Indeed, there’s already talk that CNN might be interested in picking up Olbermann. While that seems unlikely, given CNN’s more staid air, the mere fact that it’s being discussed at all shows how much he helped change the landscape.

Olbermann may be gone, but the space he did so much to help create is here to stay.

Joe Coscarelli at Village Voice:

Though it’s as of yet impossible to answer the question “Why?” in regards to Olbermann’s dismissal, what is on the record is how trying he was to manage. Back in October, there was Gabriel Sherman’s account in New York of the cable news wars with tidbits like this:

But Olbermann can take his eccentricities to extremes. There’s a story that he told his producers to communicate with him by leaving notes in a small box positioned outside his office. Last spring, after David Shuster tweeted that he was guest-hosting Countdown while Olbermann was out sick, Olbermann erupted when a blog mentioned Shuster’s tweet and he fired off an e-mail to him saying, “Don’t ever talk about me and medical issues again.” Olbermann’s executive producer later told Shuster that there’s a rule against mentioning Olbermann on Twitter.

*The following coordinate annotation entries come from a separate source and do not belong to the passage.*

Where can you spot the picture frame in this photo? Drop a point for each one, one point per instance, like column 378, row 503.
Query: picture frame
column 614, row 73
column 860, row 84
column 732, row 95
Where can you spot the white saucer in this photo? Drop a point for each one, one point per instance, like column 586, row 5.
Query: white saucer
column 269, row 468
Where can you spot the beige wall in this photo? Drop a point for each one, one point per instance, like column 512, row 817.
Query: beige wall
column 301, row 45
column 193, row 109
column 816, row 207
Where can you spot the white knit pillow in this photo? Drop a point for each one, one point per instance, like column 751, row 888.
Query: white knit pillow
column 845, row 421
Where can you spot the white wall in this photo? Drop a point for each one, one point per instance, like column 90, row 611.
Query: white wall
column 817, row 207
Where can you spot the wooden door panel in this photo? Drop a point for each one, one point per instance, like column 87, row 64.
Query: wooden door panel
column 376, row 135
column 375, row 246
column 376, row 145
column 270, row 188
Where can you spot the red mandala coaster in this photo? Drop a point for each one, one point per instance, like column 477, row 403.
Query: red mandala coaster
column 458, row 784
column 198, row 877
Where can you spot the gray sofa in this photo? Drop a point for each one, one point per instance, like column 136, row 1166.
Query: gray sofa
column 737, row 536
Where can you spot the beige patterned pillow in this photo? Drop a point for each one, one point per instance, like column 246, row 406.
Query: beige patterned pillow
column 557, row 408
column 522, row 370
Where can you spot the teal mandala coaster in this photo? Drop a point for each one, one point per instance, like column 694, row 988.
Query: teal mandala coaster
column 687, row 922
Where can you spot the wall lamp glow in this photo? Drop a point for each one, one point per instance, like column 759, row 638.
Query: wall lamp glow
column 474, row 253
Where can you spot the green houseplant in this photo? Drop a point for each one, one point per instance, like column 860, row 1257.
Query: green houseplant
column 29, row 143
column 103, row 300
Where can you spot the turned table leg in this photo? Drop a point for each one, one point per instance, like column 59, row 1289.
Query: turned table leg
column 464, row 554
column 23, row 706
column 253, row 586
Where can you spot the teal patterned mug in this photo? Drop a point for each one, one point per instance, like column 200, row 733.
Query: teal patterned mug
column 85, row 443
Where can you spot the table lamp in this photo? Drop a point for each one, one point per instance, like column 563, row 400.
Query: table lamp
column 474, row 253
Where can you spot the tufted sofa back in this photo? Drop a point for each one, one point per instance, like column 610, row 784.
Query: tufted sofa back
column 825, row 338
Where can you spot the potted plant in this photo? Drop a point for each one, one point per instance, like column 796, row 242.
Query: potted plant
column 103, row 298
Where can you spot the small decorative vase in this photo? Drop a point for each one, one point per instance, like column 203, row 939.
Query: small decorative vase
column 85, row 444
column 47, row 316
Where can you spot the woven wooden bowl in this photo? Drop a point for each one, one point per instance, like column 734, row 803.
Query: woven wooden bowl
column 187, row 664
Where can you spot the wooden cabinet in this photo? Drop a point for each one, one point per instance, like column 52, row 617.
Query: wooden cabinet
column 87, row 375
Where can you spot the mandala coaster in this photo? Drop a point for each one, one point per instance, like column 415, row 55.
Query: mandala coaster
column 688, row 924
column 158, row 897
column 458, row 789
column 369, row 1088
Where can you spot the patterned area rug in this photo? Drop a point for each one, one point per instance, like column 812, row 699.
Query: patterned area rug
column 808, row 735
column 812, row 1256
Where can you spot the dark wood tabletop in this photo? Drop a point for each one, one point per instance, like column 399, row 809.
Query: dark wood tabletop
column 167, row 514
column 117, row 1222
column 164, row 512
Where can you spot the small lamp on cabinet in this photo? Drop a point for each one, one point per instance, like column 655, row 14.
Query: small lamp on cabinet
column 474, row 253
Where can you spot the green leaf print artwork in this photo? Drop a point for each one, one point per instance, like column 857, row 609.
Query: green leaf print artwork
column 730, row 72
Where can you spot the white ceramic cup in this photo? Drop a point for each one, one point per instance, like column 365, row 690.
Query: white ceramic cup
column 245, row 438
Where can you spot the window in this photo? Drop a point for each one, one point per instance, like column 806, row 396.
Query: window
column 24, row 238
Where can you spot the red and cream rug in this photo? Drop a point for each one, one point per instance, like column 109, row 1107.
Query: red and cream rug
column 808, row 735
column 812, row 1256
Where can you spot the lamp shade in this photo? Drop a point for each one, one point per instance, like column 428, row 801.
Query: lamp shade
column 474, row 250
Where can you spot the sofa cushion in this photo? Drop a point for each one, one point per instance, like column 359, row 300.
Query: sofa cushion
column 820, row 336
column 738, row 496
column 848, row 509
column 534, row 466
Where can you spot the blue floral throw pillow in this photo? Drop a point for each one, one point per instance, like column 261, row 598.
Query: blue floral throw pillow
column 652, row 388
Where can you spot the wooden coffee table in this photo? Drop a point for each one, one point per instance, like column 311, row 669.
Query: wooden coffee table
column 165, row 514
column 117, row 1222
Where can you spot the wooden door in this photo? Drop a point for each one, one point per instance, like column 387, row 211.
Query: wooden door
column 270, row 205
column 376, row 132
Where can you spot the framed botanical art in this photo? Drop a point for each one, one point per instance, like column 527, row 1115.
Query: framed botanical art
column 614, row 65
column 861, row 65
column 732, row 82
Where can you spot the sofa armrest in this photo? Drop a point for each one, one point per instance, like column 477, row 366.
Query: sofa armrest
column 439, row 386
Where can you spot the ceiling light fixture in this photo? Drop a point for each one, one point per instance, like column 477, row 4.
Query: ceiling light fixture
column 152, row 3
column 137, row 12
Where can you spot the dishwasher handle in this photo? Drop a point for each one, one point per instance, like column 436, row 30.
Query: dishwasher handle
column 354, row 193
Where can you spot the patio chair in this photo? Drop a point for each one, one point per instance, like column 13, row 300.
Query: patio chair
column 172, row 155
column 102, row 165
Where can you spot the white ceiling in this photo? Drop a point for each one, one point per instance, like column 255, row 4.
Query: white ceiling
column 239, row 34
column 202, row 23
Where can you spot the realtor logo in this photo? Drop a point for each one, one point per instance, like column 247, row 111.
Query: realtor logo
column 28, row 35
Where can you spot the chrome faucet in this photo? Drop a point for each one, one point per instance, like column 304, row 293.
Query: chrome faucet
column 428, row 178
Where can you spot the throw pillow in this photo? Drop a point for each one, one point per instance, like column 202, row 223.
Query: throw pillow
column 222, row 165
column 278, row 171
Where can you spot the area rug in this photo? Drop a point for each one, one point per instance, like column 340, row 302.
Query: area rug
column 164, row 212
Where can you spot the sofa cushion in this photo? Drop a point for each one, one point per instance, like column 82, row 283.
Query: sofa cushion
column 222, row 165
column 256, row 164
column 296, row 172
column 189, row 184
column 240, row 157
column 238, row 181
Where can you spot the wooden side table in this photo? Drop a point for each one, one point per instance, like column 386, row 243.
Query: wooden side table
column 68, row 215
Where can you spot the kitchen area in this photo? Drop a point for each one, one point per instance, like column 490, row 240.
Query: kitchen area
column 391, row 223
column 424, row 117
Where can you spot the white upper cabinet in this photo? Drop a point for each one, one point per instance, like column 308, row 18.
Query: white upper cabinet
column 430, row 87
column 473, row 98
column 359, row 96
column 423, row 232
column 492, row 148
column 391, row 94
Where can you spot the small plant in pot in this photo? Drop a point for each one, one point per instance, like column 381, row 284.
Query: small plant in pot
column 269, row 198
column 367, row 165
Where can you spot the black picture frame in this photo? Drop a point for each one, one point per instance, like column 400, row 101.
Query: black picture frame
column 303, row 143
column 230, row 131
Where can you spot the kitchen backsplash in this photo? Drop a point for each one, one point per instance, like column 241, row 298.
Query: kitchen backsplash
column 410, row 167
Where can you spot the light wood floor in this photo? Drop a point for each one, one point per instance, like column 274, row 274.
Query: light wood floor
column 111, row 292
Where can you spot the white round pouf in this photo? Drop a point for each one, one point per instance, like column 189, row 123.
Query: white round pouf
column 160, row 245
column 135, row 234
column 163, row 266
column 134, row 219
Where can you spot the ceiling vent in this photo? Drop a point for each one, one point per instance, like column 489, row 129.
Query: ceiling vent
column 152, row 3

And more of the same in the Times today:

Mr. Olbermann was within one move of being fired in November after he was suspended for making donations to Democratic Congressional candidates. He threatened to make an appearance on ABC’s “Good Morning America” to protest the suspension; Mr. Zucker was prepared to fire him on the spot if he did, according to a senior NBC Universal executive who declined to be identified in discussing confidential deliberations.

Many questions remains, but if he’s not in the mood for a vacation, Olbermann does have options, namely radio or the internet. So he should join us and he needn’t worry — here, everyone is an asshole.